Swimming with teddy bears and sharks: Changes to a tenure, promotion, and merit award system within resistant institutional structures and interests.
DOI:
https://doi.org/10.29173/ijll21Keywords:
tenure and promotion, merit, policy analysis, equity and inclusion, autonomy , metricsAbstract
In 2017 the Faculty of Education (FoE) at Simon Fraser University engaged in a research-based review of its Faculty Tenure and Promotion (FTP) guidelines in an effort to better understand the scope of scholarship, teaching, and service within the faculty; to provide recommendations for how the quality of scholarship, teaching, and service might best be evaluated; and to better define the evidence that faculty members might provide the Faculty Tenure and Promotion Committee (FTPC) for assessing each of these components of academic work. This paper offers an account of the changes made—which were specific to our faculty but involved elements common in other faculties and at other universities—and the various personal and institutional constraints at play throughout the process. We highlight three different scales at which we worked that relate to issues of equity and inclusion, personal autonomy and self-motivation, and the fantasy of the objectivity of numbers. Since we have come to see the institution as the resistant milieu and therefore our work as challenging institutional structures and norms, we frame our process in terms of multiple acts of refusal. We show how these acts relate to an integrated model of policy analysis and explore our continuing efforts to implement these changes to advance principles of equity, inclusion, and diversity in our faculty and in our work. While the story is told by the four authors of this paper, we are representing the important work done by a broader team of seven who engaged in this work.[1]

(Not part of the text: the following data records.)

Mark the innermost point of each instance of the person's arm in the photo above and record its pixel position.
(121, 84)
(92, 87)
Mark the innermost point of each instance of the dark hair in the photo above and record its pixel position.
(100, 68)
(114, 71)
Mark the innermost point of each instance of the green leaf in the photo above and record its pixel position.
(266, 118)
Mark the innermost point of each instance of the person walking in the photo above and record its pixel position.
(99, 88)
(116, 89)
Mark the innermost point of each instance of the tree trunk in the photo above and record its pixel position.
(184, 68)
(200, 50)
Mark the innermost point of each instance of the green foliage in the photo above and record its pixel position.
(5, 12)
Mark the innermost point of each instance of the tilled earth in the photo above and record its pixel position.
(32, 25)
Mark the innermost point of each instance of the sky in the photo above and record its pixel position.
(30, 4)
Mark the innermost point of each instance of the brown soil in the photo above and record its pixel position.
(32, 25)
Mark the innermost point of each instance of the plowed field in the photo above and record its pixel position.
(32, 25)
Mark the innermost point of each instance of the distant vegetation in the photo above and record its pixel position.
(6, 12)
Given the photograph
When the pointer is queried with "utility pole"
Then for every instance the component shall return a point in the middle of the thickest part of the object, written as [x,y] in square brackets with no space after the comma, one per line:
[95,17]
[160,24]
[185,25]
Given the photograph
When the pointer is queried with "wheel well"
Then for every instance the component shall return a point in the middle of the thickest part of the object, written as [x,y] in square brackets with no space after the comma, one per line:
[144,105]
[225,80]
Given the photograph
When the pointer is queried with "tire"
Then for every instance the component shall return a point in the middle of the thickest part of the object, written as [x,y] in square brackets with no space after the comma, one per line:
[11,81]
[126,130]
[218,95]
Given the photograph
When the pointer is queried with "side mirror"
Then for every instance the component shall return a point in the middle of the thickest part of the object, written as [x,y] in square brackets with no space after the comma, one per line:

[1] While the four authors of this paper took responsibility for telling this story as we feel we lived it, the credit for the work accomplished over the course of this journey goes to all members of the committee, who have also had a chance to review and contribute to this article (listed alphabetically): Pooja Dharamshi, Lynn Fels, Huamei Han, Dan Laitsch, Michael Ling, Michelle Pidgeon, and Nathalie Sinclair.